On Sunday, September 7, 2014 3:02:40 PM UTC-4, Oren wrote:
On Sun, 7 Sep 2014 11:27:22 -0700 (PDT), trader_4
wrote:
On Sunday, September 7, 2014 1:34:18 PM UTC-4, Oren wrote:
On Sun, 07 Sep 2014 13:02:17 -0400, wrote:
The best electrode these days is the steel in the foundation of your
house, if it is available.
If I'm correct this is what I have. My foundation is cable-tensioned.
I see steel buried in the foundation - between the framing (vertical),
at the access panel for phone, cable, etc. Coming from the foundation.
I see no ground rods anchored in the ground.
Sounds like a Ufer ground, which is what is used around here. They run the
ground wire into steel encased in the basement floor/foundation.
Ufer sounds correct and most likely. The grounding is tied into the
cable-tensioned foundation cables somehow (here). The electric surge
is spread in multiple directions (my guess).

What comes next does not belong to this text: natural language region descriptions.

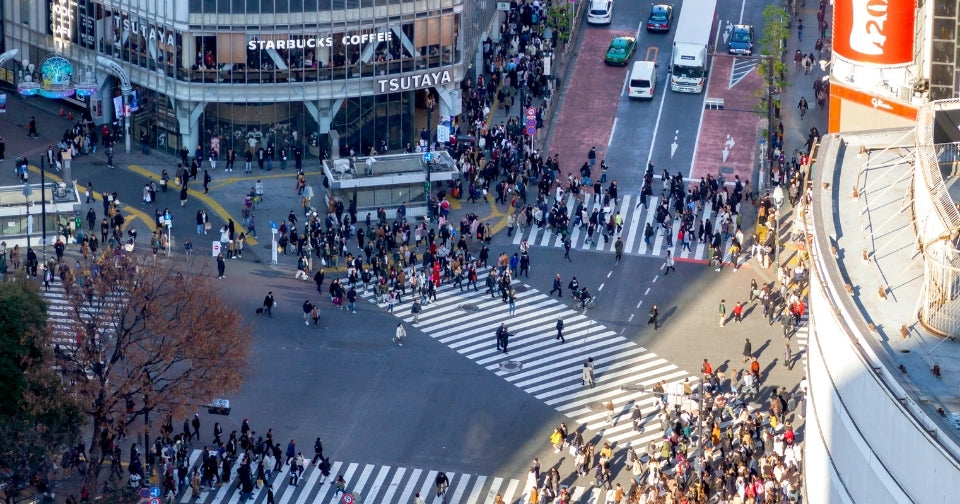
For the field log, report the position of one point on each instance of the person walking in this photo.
(786, 321)
(307, 311)
(669, 263)
(268, 304)
(196, 427)
(587, 377)
(557, 286)
(755, 370)
(32, 128)
(802, 106)
(415, 310)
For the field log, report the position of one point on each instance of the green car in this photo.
(620, 51)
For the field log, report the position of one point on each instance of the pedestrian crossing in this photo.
(546, 369)
(369, 484)
(800, 335)
(635, 218)
(60, 316)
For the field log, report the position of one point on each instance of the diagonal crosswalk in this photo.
(635, 218)
(372, 483)
(59, 316)
(547, 369)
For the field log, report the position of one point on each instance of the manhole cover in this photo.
(954, 419)
(510, 366)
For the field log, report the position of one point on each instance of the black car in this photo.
(660, 19)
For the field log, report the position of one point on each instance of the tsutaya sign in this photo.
(311, 42)
(411, 82)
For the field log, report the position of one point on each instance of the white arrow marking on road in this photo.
(727, 146)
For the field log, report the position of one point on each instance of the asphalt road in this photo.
(426, 405)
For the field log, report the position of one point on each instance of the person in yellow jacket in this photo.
(556, 439)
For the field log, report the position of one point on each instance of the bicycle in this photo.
(586, 304)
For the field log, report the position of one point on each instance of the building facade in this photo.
(246, 74)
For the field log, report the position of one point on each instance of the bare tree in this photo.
(147, 338)
(37, 417)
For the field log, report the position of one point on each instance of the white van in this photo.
(643, 80)
(601, 12)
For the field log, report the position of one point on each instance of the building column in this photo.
(188, 117)
(451, 105)
(323, 112)
(188, 53)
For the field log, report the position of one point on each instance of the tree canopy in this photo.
(148, 339)
(37, 416)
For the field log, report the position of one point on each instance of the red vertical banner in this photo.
(877, 32)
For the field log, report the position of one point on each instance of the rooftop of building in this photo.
(867, 189)
(389, 169)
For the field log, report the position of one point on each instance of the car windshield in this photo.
(687, 72)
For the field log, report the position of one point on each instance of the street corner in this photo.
(726, 145)
(737, 81)
(593, 92)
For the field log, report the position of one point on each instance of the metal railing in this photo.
(937, 223)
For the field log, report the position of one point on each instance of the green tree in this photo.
(37, 417)
(773, 46)
(772, 65)
(560, 20)
(150, 339)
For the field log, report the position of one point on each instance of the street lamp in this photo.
(778, 202)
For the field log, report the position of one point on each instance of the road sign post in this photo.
(531, 124)
(428, 162)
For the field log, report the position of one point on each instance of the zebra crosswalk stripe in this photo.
(59, 317)
(635, 218)
(380, 484)
(546, 369)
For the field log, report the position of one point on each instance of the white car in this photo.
(601, 12)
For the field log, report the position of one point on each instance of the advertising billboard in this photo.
(876, 32)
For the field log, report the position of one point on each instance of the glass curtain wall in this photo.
(307, 48)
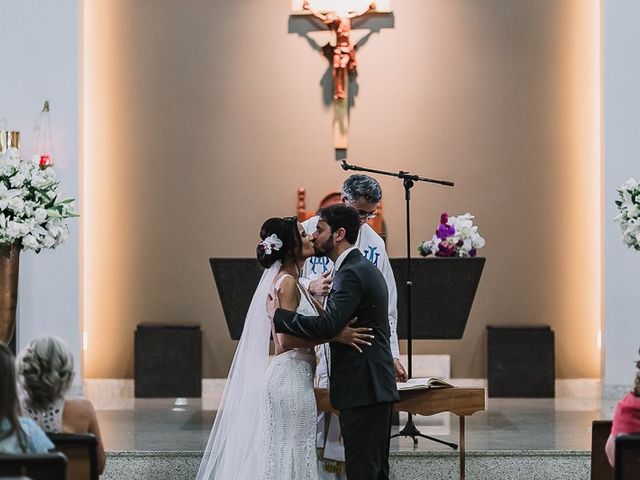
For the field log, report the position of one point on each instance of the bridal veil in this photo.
(229, 454)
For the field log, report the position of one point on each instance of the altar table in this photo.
(461, 401)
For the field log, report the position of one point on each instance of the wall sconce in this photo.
(43, 147)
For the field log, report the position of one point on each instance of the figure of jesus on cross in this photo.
(344, 52)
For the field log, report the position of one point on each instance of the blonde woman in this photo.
(45, 373)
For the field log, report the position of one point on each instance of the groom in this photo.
(363, 385)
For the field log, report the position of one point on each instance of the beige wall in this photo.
(202, 118)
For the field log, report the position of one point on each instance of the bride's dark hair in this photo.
(286, 229)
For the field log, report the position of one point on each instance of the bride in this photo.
(265, 427)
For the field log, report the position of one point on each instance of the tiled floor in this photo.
(561, 424)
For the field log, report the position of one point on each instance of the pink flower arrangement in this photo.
(454, 237)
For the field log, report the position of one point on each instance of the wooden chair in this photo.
(333, 198)
(600, 468)
(81, 451)
(627, 457)
(50, 466)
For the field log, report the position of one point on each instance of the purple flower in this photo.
(444, 231)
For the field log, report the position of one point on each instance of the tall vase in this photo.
(9, 263)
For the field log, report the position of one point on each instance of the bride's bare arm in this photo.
(289, 298)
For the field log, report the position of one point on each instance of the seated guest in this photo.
(17, 434)
(626, 418)
(45, 372)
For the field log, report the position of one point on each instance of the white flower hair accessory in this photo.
(271, 243)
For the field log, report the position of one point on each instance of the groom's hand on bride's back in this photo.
(355, 337)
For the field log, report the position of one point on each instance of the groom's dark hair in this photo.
(342, 216)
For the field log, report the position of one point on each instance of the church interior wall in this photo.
(201, 119)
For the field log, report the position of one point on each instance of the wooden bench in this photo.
(460, 401)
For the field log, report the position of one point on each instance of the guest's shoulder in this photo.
(28, 424)
(37, 440)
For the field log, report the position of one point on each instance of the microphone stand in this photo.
(408, 181)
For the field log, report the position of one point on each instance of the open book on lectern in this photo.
(423, 384)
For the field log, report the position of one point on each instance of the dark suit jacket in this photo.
(359, 290)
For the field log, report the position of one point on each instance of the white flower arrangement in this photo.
(629, 216)
(31, 215)
(454, 237)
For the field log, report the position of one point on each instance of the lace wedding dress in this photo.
(287, 420)
(265, 426)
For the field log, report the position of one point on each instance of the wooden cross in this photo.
(341, 51)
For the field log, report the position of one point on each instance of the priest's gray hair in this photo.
(45, 371)
(359, 185)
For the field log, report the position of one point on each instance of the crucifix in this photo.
(341, 53)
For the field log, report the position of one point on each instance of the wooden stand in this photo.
(458, 400)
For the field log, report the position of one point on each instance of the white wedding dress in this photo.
(287, 420)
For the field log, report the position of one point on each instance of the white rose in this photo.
(40, 215)
(16, 229)
(17, 205)
(17, 180)
(48, 241)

Given that, I still think a whole house surge breaker at the panel is
still a good idea.
They are complimentary. You can have the best grounding system there
is and if 2000V winds up on the two hots from a lightning strike down
the block, the ground system isn't going to do anything to stop it
from reaching eqpt in the building. The whole house surge protector
connected to a proper ground system, will.